The best way I've come up with to talk about what I mean is to compare Interior Designers way of working to how Chefs work.


Chefs purchase food, prepare it expertly, plate it and serve it in an environment designed by them. A good chef has carefully composed the food on the plate so all the flavors mix to create something better than any one ingredient alone. The chef also controls the experience of receiving the food and the environment in which to enjoy it. We all know we could go to the store to purchase a steak for less money, but we are buying so much more than just a steak when we go to a restaurant - we are purchasing the expertise, the composition, the environment, the STATUS of dining at that particular restaurant. Your client would not think to mention to the chef at Canlis or Le Bernardin that they can buy that same steak down the road at the grocery store for less!


You would also not expect two different chefs in different restaurants to charge the same price for a steak dinner, even if the steak is an identical tenderloin from the same supplier. Each chef ADDS VALUE to the steak in their own way. The price of the steak is inclusive of the perceived value the chef adds to the steak - the customers agree that the value added to the steak makes it worth more than the same steak in the grocery store or down the street at the Sizzler.

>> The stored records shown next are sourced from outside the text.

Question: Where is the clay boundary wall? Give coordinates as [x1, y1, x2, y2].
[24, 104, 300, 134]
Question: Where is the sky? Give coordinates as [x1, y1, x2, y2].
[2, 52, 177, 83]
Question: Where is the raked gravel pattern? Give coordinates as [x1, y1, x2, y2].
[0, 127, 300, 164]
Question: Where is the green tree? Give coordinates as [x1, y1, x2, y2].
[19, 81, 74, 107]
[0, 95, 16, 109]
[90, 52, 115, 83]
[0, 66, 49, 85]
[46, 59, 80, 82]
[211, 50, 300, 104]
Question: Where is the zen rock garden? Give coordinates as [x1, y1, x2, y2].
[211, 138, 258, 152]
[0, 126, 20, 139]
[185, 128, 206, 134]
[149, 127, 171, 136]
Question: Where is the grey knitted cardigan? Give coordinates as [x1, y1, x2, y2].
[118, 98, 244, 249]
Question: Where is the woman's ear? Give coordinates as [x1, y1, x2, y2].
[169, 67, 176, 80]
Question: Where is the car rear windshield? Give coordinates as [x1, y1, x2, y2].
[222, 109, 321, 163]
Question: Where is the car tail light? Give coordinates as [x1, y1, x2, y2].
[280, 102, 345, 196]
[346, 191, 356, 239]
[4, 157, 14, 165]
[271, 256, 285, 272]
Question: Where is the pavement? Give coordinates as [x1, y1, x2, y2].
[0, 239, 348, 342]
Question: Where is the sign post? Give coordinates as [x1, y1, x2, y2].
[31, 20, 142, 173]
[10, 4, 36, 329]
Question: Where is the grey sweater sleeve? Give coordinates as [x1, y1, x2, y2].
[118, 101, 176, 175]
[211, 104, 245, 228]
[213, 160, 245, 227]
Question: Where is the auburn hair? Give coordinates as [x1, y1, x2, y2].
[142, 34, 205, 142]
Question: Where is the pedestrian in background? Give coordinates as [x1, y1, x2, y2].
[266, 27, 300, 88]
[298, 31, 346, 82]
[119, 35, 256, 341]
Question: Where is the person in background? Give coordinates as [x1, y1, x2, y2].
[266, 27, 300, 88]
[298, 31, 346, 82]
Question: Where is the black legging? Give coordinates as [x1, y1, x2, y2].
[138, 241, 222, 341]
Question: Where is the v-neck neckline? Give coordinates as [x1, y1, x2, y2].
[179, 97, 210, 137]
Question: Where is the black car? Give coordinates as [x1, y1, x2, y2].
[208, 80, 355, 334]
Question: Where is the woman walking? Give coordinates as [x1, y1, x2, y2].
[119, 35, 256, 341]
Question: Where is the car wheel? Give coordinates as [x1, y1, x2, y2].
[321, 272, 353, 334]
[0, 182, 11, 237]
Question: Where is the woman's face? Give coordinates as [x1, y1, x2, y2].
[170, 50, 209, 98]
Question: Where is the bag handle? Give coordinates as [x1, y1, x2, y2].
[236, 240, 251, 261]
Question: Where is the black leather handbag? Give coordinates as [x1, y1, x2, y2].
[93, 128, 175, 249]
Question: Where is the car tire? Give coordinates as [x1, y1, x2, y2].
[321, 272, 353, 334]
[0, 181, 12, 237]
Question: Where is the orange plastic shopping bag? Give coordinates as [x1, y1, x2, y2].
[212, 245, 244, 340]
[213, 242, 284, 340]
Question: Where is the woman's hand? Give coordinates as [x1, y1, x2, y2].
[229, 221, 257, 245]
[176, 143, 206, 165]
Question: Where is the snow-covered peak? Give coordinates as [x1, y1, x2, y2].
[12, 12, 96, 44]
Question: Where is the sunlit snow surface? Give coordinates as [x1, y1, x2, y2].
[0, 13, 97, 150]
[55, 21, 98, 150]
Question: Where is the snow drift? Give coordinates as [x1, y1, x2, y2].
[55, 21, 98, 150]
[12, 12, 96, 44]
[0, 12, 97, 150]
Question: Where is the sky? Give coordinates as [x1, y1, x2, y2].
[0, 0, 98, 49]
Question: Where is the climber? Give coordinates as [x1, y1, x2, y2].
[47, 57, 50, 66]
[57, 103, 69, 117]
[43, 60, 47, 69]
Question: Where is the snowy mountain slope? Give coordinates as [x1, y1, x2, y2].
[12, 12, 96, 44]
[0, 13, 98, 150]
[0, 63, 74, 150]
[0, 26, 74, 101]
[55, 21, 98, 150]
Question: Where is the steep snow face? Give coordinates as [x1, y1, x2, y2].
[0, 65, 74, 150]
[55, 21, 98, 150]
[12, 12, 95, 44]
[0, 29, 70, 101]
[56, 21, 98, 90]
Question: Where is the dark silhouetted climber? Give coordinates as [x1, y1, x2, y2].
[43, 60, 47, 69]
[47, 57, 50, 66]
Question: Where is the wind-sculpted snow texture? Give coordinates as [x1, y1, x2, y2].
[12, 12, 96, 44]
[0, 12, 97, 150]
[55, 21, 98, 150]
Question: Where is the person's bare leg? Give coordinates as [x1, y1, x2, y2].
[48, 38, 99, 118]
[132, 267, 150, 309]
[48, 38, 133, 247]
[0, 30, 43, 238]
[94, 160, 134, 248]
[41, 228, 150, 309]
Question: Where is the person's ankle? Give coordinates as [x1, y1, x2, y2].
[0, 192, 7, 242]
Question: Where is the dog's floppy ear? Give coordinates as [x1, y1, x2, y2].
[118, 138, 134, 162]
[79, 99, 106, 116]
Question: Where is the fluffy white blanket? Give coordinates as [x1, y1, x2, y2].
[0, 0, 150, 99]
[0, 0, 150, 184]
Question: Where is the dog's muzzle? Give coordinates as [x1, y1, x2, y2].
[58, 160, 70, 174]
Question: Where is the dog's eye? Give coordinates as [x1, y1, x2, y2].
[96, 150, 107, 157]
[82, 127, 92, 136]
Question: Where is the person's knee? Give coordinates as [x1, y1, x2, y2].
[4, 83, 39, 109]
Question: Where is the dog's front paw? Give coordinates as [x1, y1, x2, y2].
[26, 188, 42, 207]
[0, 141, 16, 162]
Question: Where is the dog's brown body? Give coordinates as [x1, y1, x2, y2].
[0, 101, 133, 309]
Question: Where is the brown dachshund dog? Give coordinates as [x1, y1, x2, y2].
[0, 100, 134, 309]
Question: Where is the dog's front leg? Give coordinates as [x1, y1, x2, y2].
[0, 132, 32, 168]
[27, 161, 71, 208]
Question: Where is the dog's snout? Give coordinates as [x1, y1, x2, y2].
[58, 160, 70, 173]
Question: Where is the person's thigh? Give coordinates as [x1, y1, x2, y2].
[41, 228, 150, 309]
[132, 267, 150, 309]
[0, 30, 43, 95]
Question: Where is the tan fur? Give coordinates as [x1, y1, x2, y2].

So why do interior designers lock the price they sell items for to the price the goods can be acquired elsewhere? That Theodore Alexander piece might be for sale on Perigold - and your client can shop around for it in many locations, but when YOU put it into the right context, in the right space, with the right light and accessories - I argue that the piece is actually worth MORE than the price listed elsewhere. You add to the value of the items you sell simply because you have selected them! So why not charge for that value?


If you present an itemized invoice to your client with the price of each individual item, matched to the MSRP or the lowest price found online, you are presenting a shopping list, not providing the elements of the design your client has paid for.


I hear so many horror stories of interior designers getting calls from their clients that they have found an item on their invoice online for a lower price. The designer feels obligated to match that price to keep the sale, and so goes the profit in providing the goods to install the design the client has paid us to do.

Another angle on this same topic; when you deprive your client of the opportunity to pay for value, they no longer experience the value. We indicate value in this culture with dollars. If I can eat at Canlis for the same price as down the street at Outback, what is special about Canlis? Eating at Canlis tells you something about yourself - it is an exclusive experience and not everyone can do it often. It's special! Paying more for the dinner there is part of how the client agrees that it's special and receives the full value of the experience.


If you, as a designer, are selling individual items at prices that are competitive in the online marketplace - you are selling the wrong thing. Canlis doesn't sell groceries, and you shouldn't either.


How do you define value? How do you talk about the value you bring to a project? How can you un-couple VALUE and PRICE so you and your clients are more focused on the VALUE, which is the permanent piece - price is forgotten, value is forever.